Hoe spuitschade bij bijen voorkomen
Spuitschade bij bijenvolken wordt veroorzaakt door (verkeerd) gebruik van gewasbeschermingsmiddelen. Vaak gaat het om indirecte schade die ontstaat op het moment dat bijen stuifmeel en/of nectar hebben verzameld op gewassen die zijn bespoten met een gewasbeschermingsmiddel dat giftig is voor bijen.
Spuitschade voorkomen
- Bespuitingen met gewasbeschermingsmiddelen die giftig zijn voor bijen mogen alleen plaatsvinden op momenten dat bijen niet vliegen.
- Gewasbeschermingsmiddelen die giftig zijn voor bijen mogen niet gebruikt worden op bloeiende gewassen of op gewassen die door bijen kunnen worden bevlogen.
- Directe schade treedt op als moedwillig wordt geprobeerd een bijenvolk te doden door een insecticide via het vlieggat in de bijenwoning te spuiten.
Hoe herkent u spuitschade bij bijen?
- Bijensterfte die op spuitschade wijst is onder meer te herkennen aan het plotselinge grote aantal dode bijen bij 1 of meer bijenkasten.

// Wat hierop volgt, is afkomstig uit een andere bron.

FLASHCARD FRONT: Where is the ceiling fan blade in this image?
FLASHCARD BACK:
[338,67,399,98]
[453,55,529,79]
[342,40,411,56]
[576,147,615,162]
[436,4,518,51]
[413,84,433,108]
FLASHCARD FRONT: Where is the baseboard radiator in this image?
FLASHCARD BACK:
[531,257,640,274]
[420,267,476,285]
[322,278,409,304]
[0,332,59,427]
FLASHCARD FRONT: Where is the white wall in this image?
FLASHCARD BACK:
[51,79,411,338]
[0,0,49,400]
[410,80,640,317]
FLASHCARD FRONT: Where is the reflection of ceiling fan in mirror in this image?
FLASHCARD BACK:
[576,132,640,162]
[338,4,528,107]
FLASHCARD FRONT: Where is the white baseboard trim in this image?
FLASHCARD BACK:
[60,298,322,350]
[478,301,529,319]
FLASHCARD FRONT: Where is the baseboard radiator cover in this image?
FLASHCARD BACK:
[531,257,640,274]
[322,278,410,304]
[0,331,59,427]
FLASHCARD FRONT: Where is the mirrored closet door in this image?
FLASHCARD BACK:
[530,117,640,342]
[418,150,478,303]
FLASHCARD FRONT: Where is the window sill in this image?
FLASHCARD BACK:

- Kenmerkend voor indirecte spuitschade is dat de bijen in veel gevallen stuifmeel aan de poten hebben.
- Als er sprake is van directe spuitschade dan worden er geen, of zelden, dode bijen met stuifmeelklompjes waargenomen.
- Verdere kenmerken van spuitschade zijn: ver opengesperde monddelen en uitgestoken tong. Stervende bijen maken een typisch 'huilend en brommend' geluid.